A fresher take on Super Bowl eats
Guacamole is a simple dip to assemble. (Courtesy photo/Metro / February 1, 2013)
It's the last excuse before maybe Memorial Day to eat stuff that normally shouldn't cross one's plate. Chicken wings and beer go hand-in-hand with watching men smash other men on a green field painted with white lines. Chips and dip are fun for mindlessly chewing.
But if you want to spice your offerings up a few area restaurateurs offer some alternatives.
Brett Brinkel of Mim's Mediterranean Grill of Petoskey looks at food with an eye toward spice and seasonings.
The restaurant offers homemade pita chips, feta dill dip, tzatziki sauce and tabouleh, among other foods, for purchase. Tzatziki is a sauce made with cucumber and Greek yogurt, among other spices, and tabouleh is a salad made with a type of grain called "bulgur wheat," tomatoes, cucumbers and parsley, dressed with a lemon vinaigrette. But it's what you can build with those Mediterranean basics that might make your party.
Brinkel suggests gyro snackers, which he made recently for a business expo.
"It's a triangle of pita bread, a little bit of gyro meat and drizzled with tzatziki sauce, closed with a frill pick," he said. "Those are really cool."
Brinkel also makes a twist on the traditional egg roll — Mediterranean egg rolls. Instead of the shredded cabbage base in traditional egg rolls, Brinkel uses tabouleh and tops it with feta cheese.
"Dip them in tzatziki sauce and they're delicious beyond belief," he said. "A lot of people are going to expect the same type of stuff — a veggie tray with dip — but we're not afraid of flavor here at all."
More toward the traditional — but still healthier — side is Matthew Weeber's approach.
Weeber is the deli manager at Grain Train Natural Foods Store in Petoskey.

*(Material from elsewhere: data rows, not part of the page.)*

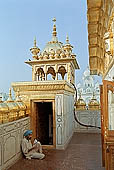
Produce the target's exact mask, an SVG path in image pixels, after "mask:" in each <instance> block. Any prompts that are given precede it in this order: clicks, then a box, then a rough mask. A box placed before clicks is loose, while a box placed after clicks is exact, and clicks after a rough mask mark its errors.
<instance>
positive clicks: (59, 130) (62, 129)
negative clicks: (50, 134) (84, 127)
mask: <svg viewBox="0 0 114 170" xmlns="http://www.w3.org/2000/svg"><path fill="white" fill-rule="evenodd" d="M55 102H56V105H55V113H56V148H57V149H65V148H66V146H67V144H68V143H69V141H70V139H71V137H72V135H73V131H74V129H73V128H74V127H73V121H74V117H73V102H74V98H73V95H65V94H58V95H56V98H55Z"/></svg>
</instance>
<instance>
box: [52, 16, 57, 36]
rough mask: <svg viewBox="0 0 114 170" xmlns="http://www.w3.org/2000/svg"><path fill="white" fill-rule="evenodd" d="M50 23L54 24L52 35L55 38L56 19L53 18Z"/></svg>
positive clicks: (56, 33) (54, 18)
mask: <svg viewBox="0 0 114 170" xmlns="http://www.w3.org/2000/svg"><path fill="white" fill-rule="evenodd" d="M52 21H53V23H54V24H53V33H52V34H53V36H56V35H57V32H56V18H55V17H54V18H53V20H52Z"/></svg>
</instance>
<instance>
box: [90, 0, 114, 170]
mask: <svg viewBox="0 0 114 170" xmlns="http://www.w3.org/2000/svg"><path fill="white" fill-rule="evenodd" d="M87 8H88V11H87V16H88V39H89V65H90V74H91V75H99V76H101V77H102V82H103V85H101V86H100V103H101V133H102V165H103V166H104V167H105V169H106V170H114V0H93V1H92V2H91V0H87Z"/></svg>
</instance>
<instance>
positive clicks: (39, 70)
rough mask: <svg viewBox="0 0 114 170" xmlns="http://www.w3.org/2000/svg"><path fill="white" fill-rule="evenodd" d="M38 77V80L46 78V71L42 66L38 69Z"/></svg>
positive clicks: (37, 70) (37, 74)
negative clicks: (45, 77)
mask: <svg viewBox="0 0 114 170" xmlns="http://www.w3.org/2000/svg"><path fill="white" fill-rule="evenodd" d="M36 77H37V80H44V79H45V73H44V70H43V68H41V67H40V68H38V69H37V71H36Z"/></svg>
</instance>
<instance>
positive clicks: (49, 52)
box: [12, 18, 79, 149]
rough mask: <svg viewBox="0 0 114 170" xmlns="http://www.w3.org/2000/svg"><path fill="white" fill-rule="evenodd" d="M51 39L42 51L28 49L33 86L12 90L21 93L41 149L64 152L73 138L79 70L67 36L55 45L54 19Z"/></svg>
mask: <svg viewBox="0 0 114 170" xmlns="http://www.w3.org/2000/svg"><path fill="white" fill-rule="evenodd" d="M53 22H54V24H53V32H52V39H51V41H49V42H48V43H47V44H46V46H45V47H44V49H43V50H42V51H41V50H40V48H39V47H38V46H37V44H36V39H35V40H34V46H33V47H32V48H31V49H30V51H31V53H32V57H33V60H29V61H26V62H25V63H26V64H28V65H30V66H32V82H14V83H12V87H13V89H14V91H15V93H16V94H17V93H18V91H19V93H20V97H21V99H22V101H23V102H24V103H25V104H26V106H27V108H29V110H28V111H29V114H30V122H31V129H32V130H33V138H38V139H39V140H40V141H41V143H42V145H43V147H46V148H56V149H64V148H65V147H66V146H67V144H68V142H69V140H70V138H71V137H72V134H73V120H74V117H73V108H74V93H75V90H74V87H73V85H72V84H71V83H75V69H79V66H78V63H77V60H76V55H75V54H74V53H73V52H72V49H73V46H72V45H71V44H70V42H69V38H68V36H67V38H66V43H65V44H63V43H62V42H59V41H58V38H57V31H56V23H55V22H56V19H55V18H54V19H53Z"/></svg>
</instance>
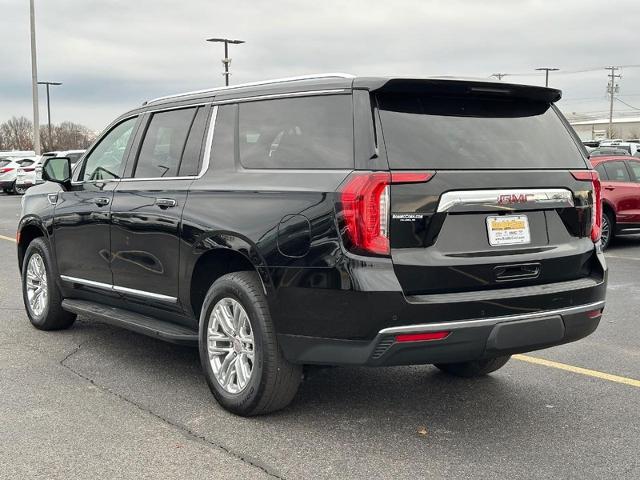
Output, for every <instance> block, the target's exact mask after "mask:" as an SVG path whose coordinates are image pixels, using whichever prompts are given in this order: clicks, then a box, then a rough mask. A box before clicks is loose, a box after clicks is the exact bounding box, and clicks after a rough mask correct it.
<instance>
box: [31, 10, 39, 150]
mask: <svg viewBox="0 0 640 480" xmlns="http://www.w3.org/2000/svg"><path fill="white" fill-rule="evenodd" d="M33 1H34V0H30V1H29V21H30V28H31V96H32V101H33V150H34V151H35V153H36V155H40V117H39V115H38V61H37V59H36V13H35V6H34V4H33Z"/></svg>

"When I think of Superbowl, I think of finger food, and I think of dips," he said.
Currently for sale are chicken wings from Cook Family Farm in Gaylord. But don't think you have to deep fry them, said Weeber.
"You can just bake them in the oven," he said. "Depending on how your oven runs, you can bake them 350-400 degrees, which gives them about a 20-30-minute cook time."
Once they're finished, either dress them with your favorite hot wings sauce and toss them on a platter, or combine the sauce with the chicken wings and keep them warm in a crock pot.
"My approach to cooking is to not over-complicate it," said Weeber.
The Grain Train is also selling dips for the big football day. On sale right now is guacamole, but the store also offers a pinto bean dip.
"We use organic Michigan-grown pinto beans," he said. "We're also doing a fresh dill dip with organic fresh dill and fresh parsley."
Serving dips made with fresh ingredients alongside vegetables might entice party-goers to get a few more vegetable servings than they might otherwise.
"My personal goal is to try to get everybody eating fresh fruits and vegetables, and to eat locally here in Northern Michigan," said Weeber.
"You have to be comfortable in the kitchen and comfortable making food in order to do that."